Use them to make the following changes clearer.
(MAX_SELECTION_QUANTUM): Make the other bounds on this value clearer.
This change doesn't affect the value now, but it may help remind
future maintainers not to raise the value too much later.
(SELECTION_QUANTUM): Remove, replacing with ...
(selection_quantum): ... new function, which avoids overflow.
All uses changed.
(struct selection_data.size): Now ptrdiff_t, not int, to avoid
assumption that selection length fits in 'int'.
(x_reply_selection_request, x_handle_selection_request)
(x_get_window_property, receive_incremental_selection)
(x_get_window_property_as_lisp_data, selection_data_to_lisp_data)
(lisp_data_to_selection_data, clean_local_selection_data):
Use ptrdiff_t, not int, to record length of selection.
(x_reply_selection_request, x_get_window_property)
(receive_incremental_selection, x_property_data_to_lisp):
Redo calculations to avoid overflow.
(x_reply_selection_request): When sending hint, ceiling it at
X_ULONG_MAX rather than relying on wraparound overflow to send
something.
(x_get_window_property, receive_incremental_selection)
(lisp_data_to_selection_data, x_property_data_to_lisp):
Check for size-calculation overflow.
(x_get_window_property, receive_incremental_selection)

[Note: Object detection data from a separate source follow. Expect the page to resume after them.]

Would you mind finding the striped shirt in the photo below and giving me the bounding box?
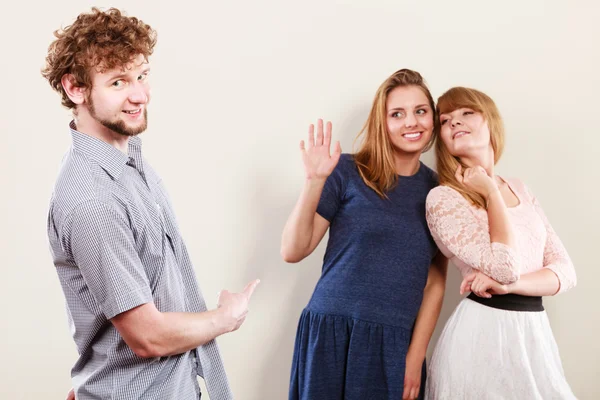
[48,122,233,400]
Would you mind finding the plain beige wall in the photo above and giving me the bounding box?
[0,0,600,400]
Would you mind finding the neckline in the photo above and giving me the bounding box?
[496,175,523,210]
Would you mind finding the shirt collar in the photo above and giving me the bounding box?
[69,121,142,179]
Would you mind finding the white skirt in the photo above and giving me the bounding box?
[425,299,576,400]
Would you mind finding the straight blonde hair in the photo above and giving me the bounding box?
[354,69,439,198]
[435,87,504,208]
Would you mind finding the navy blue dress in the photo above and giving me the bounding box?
[289,154,437,400]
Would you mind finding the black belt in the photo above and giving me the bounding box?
[467,292,544,311]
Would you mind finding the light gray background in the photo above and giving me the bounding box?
[0,0,600,400]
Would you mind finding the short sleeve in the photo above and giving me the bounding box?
[61,200,153,319]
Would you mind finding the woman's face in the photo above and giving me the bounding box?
[386,86,433,153]
[440,108,490,157]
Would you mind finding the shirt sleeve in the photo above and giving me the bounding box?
[426,186,519,284]
[527,189,577,293]
[61,200,153,319]
[317,154,350,222]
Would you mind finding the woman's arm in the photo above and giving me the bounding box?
[281,120,342,262]
[403,252,448,399]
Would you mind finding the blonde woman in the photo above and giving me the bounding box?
[281,70,447,400]
[426,87,576,400]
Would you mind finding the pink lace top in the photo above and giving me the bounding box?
[427,179,577,293]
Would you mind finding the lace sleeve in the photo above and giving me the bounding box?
[426,186,519,284]
[527,190,577,294]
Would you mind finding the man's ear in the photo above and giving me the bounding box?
[60,74,86,105]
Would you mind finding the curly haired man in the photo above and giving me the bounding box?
[42,8,258,400]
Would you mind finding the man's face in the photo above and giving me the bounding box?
[86,55,150,136]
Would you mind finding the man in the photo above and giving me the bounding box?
[42,8,258,400]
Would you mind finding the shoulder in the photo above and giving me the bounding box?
[502,177,534,200]
[421,162,440,188]
[50,152,124,228]
[426,185,466,209]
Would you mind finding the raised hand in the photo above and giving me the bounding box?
[300,119,342,180]
[217,279,260,332]
[455,164,498,197]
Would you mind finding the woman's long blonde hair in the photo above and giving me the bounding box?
[435,87,504,208]
[354,69,439,198]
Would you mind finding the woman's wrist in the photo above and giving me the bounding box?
[485,187,501,210]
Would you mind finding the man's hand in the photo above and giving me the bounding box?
[217,279,260,332]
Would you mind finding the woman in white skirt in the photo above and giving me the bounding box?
[425,87,576,400]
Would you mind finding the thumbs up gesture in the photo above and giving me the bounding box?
[217,279,260,332]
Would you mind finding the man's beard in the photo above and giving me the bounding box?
[89,98,148,136]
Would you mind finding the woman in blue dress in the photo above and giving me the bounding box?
[281,69,447,400]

(lisp_data_to_selection_data, Fx_register_dnd_atom):
Don't store size until memory allocation succeeds.
(x_get_window_property): Plug memory leak on memory exhaustion.
Don't double-block input; malloc is safe here.  Don't assume 2**34
- 4 fits in unsigned long.  Add an xassert to check
XGetWindowProperty overflow.  Be more careful about overflow
calculations, and distinguish size from memory overflow better.

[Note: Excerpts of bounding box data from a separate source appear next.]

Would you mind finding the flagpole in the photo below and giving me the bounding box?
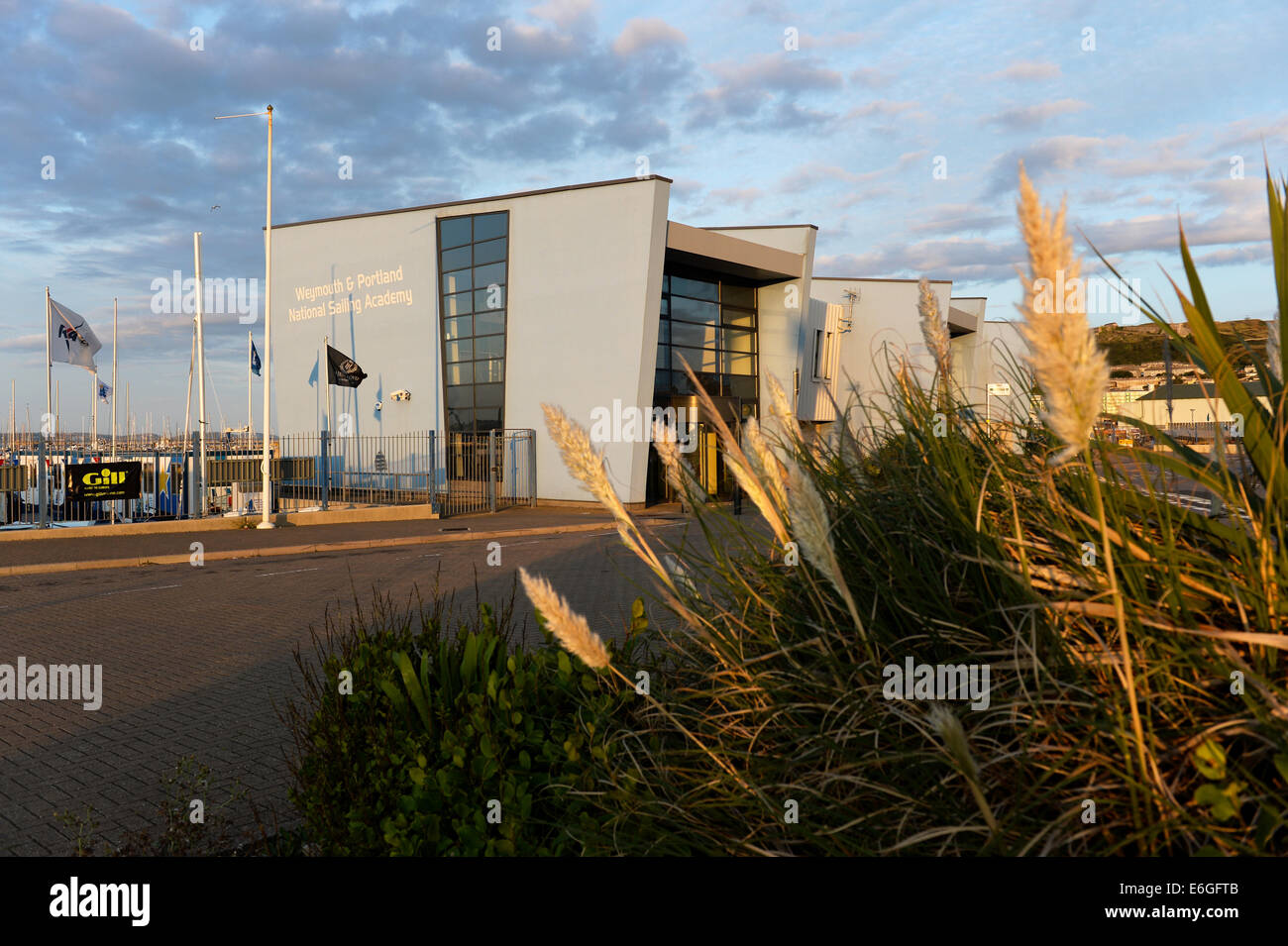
[192,231,206,516]
[183,324,197,512]
[215,106,273,529]
[112,296,116,460]
[246,331,255,447]
[257,106,273,529]
[42,285,54,442]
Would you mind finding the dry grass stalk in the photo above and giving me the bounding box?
[541,404,675,593]
[519,568,610,671]
[787,461,868,641]
[1019,162,1109,464]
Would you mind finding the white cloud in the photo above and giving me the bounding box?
[613,17,687,55]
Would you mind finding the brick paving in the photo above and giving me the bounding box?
[0,510,686,855]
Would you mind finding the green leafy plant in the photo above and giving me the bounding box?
[287,577,645,856]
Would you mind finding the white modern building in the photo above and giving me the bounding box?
[271,175,1021,504]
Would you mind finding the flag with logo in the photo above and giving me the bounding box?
[326,345,368,387]
[49,298,103,370]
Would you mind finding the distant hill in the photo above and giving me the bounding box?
[1096,319,1270,366]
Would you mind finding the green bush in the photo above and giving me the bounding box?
[284,583,645,856]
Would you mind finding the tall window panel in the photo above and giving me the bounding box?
[438,211,510,433]
[653,265,759,417]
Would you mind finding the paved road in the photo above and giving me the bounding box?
[0,521,686,855]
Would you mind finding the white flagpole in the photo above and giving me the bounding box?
[192,231,206,516]
[42,285,54,442]
[215,106,273,529]
[257,106,273,529]
[246,331,255,447]
[112,297,116,460]
[183,323,197,512]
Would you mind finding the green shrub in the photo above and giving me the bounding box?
[286,581,645,855]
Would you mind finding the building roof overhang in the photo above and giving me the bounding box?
[666,220,805,283]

(receive_incremental_selection): When tracing, don't assume
unsigned int is less than INT_MAX.
(x_selection_data_to_lisp_data): Remove unnecessary (and in theory
harmful) conversions of unsigned short to int.
(lisp_data_to_selection_data): Don't assume that integers
in the range -65535 through -1 fit in an X unsigned short.
Don't assume that ULONG_MAX == X_ULONG_MAX.  Don't store into
result parameters unless successful.  Rely on cons_to_unsigned
to report problems with elements; the old code wasn't right anyway.
(x_check_property_data): Check for int overflow; we cannot use
a wider type due to X limits.
(x_handle_dnd_message): Use unsigned int, to avoid int overflow.